Como, nesses casos, os custos para adaptar as bases é muito alto, a melhor solução encontrada pode ser tirar o modelo de linha. Entre os carros que nos deixaram recentemente (ou deixarão) estão os Fiat Uno e Grand Siena, além de Volkswagen Fox, Renault Sandero RS e Jeep Renegade 1.8.

Preparação para a próxima fase

Na fase L8 do Proconve, haverá uma nova forma de medição de poluentes, chamada de Real Drive Emission (emissões no mundo real, em tradução livre). Atualmente, todos os testes são feitos em laboratório.

A partir do L8, os testes passam a ser realizados também na rua, em situações reais de condução. Essa exigência tem de ser implementado pelas montadoras a partir de agora, em todos os novos modelos lançados. Por enquanto, elas não precisam cumprir os padrões mais restritos da próxima fase.

Porém, para cada novo produto que lançam, já têm de apresentar os resultados das medições na vida real, como forma de adaptação ao próximo estágio. "Isso dificultará, para as montadoras, o processo de homologação dos veículos no Brasil", opina Franieck

Híbrido e turbo são aliados das montadoras

Quando pensamos em carro híbrido, a associação imediata é com redução de consumo de combustível, que não está necessariamente associada à menor emissão de gases nocivos. Por isso, o Proconve não será o programa, em nenhuma fase, que vai determinar um mercado dominado por modelos desse tipo - para isso, há outras iniciativas de eficiência energética dentro do regime automotivo Rota 2030.

Porém, a tecnologia híbrida é uma grande aliada das montadoras na missão de adequar seus conjuntos às normas do L7. "Na fase fria, que é a mais crítica, o carro pode operar com o motor elétrico, enquanto o a combustão aquece", diz Erwin Franieck, da SAE4Mobility.

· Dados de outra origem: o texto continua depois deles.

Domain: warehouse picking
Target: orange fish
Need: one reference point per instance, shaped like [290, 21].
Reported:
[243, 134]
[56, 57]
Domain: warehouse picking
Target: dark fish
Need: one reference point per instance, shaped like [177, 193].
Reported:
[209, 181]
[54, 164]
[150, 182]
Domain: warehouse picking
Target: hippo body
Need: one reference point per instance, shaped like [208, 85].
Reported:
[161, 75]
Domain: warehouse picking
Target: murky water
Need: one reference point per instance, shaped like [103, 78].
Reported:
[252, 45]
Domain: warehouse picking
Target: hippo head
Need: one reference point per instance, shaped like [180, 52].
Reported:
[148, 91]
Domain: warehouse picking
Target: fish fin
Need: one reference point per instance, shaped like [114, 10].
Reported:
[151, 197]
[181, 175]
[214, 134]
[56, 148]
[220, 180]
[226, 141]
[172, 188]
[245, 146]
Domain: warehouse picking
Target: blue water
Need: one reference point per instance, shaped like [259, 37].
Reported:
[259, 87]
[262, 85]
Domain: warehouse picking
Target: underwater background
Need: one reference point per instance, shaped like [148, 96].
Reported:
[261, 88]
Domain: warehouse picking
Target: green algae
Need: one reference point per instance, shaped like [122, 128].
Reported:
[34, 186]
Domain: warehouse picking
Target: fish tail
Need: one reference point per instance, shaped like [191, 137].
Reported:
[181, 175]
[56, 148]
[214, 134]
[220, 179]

Por isso, a tendência é que as montadoras comecem a lançar mais carros híbridos flex. Exemplos estarão nas ruas em breve. Depois da linha Corolla com essa tecnologia, haverá também versões que combinam motor elétrico ao flexível de modelos como Kicks e Compass. A Volkswagen adotará o recurso - possivelmente no Taos.

Outro grande aliado é o turbo feito para o downsizing - processo que reduz o tamanho do motor mas, com uso de turbina, o torna mais potente e menos poluente. Com esse recurso, o motor aquece mais rapidamente, pois tem cargas mais adequadas para a fase de partida.